Victor was nowhere to be found and the small knitted couch was now full with four skeletor bodies and their 30 rack of Miller High Life. One of those seated, a girl with an intentionally messy short blonde bob and spotty red lipstick, was wearing a terrible faux cheetah fur jacket and try-­‐hard ripped dress and sipping a beer. Seated to her right was a guy wearing crop jeans, high socks, skinny blue Keds, and the tightest Hanes crewneck ever under a starter jacket emblazoned with the Chicago Bulls logo. The starter jacket guy said something about photography, to which Kira replied and a genuine conversation about photo techniques and styles of portraiture began. The girl in her commercial faux cheetah and her friend with a matching choppy black bob on her left were noticeably peeved about a conversation happening in which they couldn’t assert their seniority or relevance. They began shooting acutely timed backhanded compliments and purely sarcastic retorts to almost everything Kira and Bailey said to their fellow couch mate.
Eavesdropping their dripping pithy remarks was only interrupted every once and awhile by the sounds of a very short guy wearing a full tux rummaging through the kitchen and in the backyard a bald guy, who had definitely drove drunk to the party, wearing the American Flag from the kitchen as a cape and struggling to stand up straight while smoking. Not knowing what to do with myself, I stared off over stiff mumbling people in dark clothing at a large blue painting on one wall, sipping my seltzer for what felt like a lifetime, but was probably an hour. I started actively fantasizing that I could just nap in the corner until it was all over, when a complete non sequitur came spraying out through the smudged red lips of the Courtney Love wannabe on the couch and crashing through my dream reality, bringing me present. “I mean yeah, I should just like try to get drunk on seltzer, like what a buzz. Seriously, like how fucking precious is that?”
At this point I was pretty turned off by faux C. Love and this genuinely blank populace and in one quick exchange of glances I could tell my friends felt the same. Bailey, completely over it, swiftly announced to the entire living room that we were leaving, and turning to face the snarky blonde declared that we would be “taking beers for the road.” Bailey quickly snatched up six of the last ten High Lifes and yelled, “Everyone cool with that?” to all of the lifeless bodies in the room that were staring back at us. No one even tried to respond to the question since breathing seemed to be such an imposing task already.
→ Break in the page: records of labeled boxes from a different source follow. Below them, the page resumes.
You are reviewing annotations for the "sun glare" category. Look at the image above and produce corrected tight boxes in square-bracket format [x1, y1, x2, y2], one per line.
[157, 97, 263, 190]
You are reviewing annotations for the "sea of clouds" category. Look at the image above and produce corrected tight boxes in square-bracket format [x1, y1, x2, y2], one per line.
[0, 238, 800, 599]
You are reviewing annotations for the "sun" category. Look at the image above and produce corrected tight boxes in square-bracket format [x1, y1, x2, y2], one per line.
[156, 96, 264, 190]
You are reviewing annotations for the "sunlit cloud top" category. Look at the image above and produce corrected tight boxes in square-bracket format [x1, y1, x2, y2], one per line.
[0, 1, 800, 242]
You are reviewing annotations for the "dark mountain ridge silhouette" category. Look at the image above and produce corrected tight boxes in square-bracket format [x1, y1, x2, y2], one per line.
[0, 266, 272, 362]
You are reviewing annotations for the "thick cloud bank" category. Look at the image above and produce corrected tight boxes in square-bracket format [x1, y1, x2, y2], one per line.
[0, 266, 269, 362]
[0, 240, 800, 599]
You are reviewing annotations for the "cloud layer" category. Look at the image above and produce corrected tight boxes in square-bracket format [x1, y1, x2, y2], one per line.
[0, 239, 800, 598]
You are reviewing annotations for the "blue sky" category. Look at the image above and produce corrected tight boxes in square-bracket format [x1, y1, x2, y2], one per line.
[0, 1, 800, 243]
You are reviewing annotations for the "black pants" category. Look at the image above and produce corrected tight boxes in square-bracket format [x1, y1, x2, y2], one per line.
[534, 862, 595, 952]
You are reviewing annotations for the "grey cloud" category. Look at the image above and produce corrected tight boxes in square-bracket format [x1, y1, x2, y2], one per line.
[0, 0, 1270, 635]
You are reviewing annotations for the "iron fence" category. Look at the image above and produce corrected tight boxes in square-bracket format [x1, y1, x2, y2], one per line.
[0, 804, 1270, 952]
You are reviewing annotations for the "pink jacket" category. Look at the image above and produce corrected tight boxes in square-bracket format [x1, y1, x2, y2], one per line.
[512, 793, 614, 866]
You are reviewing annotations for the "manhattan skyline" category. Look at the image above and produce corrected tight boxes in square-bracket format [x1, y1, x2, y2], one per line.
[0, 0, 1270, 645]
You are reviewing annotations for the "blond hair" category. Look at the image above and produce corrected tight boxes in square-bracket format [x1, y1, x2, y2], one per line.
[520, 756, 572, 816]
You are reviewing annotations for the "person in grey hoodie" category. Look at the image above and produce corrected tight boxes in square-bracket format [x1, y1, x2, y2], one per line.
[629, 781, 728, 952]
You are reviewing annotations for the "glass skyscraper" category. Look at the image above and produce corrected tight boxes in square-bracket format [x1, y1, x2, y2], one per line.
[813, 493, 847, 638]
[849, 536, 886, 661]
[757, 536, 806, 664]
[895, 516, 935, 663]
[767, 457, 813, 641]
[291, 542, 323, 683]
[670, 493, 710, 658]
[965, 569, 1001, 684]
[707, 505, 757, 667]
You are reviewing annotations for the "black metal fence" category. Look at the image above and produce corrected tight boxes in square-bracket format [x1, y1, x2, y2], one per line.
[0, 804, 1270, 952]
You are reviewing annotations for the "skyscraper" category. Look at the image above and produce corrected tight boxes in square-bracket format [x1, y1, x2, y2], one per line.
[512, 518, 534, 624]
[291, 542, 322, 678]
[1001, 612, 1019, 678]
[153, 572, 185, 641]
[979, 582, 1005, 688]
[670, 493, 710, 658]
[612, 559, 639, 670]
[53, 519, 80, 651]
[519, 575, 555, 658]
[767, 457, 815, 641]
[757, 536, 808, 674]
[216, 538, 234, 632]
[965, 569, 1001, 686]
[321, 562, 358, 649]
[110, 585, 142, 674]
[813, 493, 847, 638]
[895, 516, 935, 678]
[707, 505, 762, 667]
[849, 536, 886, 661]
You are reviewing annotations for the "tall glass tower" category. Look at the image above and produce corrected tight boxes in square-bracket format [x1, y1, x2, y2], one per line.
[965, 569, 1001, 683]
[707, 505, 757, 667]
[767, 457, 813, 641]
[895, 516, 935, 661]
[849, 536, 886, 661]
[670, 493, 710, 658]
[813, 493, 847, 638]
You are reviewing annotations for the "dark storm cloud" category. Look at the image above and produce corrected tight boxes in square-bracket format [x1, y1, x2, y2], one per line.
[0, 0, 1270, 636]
Looking back, I should’ve just laughed over how we ended up in a room full of caricatures, but at the time it was pretty unsettling. How could people be so be incredibly unoriginal and distant? It led to a torturous back and forth of inner dialogue in my head over a long list of anxiety inducing topics, like whether I understood what it meant to be creative and being around creative people, whether I would ever have a creative vision that would be shared or embraced by these types of people, and even if I should be in art school. What kept me from falling into this trap of “what ifs” and transferring was the realizations that for every sixty lifeless people masquerading themselves as the de facto arts intelligencia there would be one person like Bailey, and people like Bailey were the only ones whose critiques and opinions would matter anyway.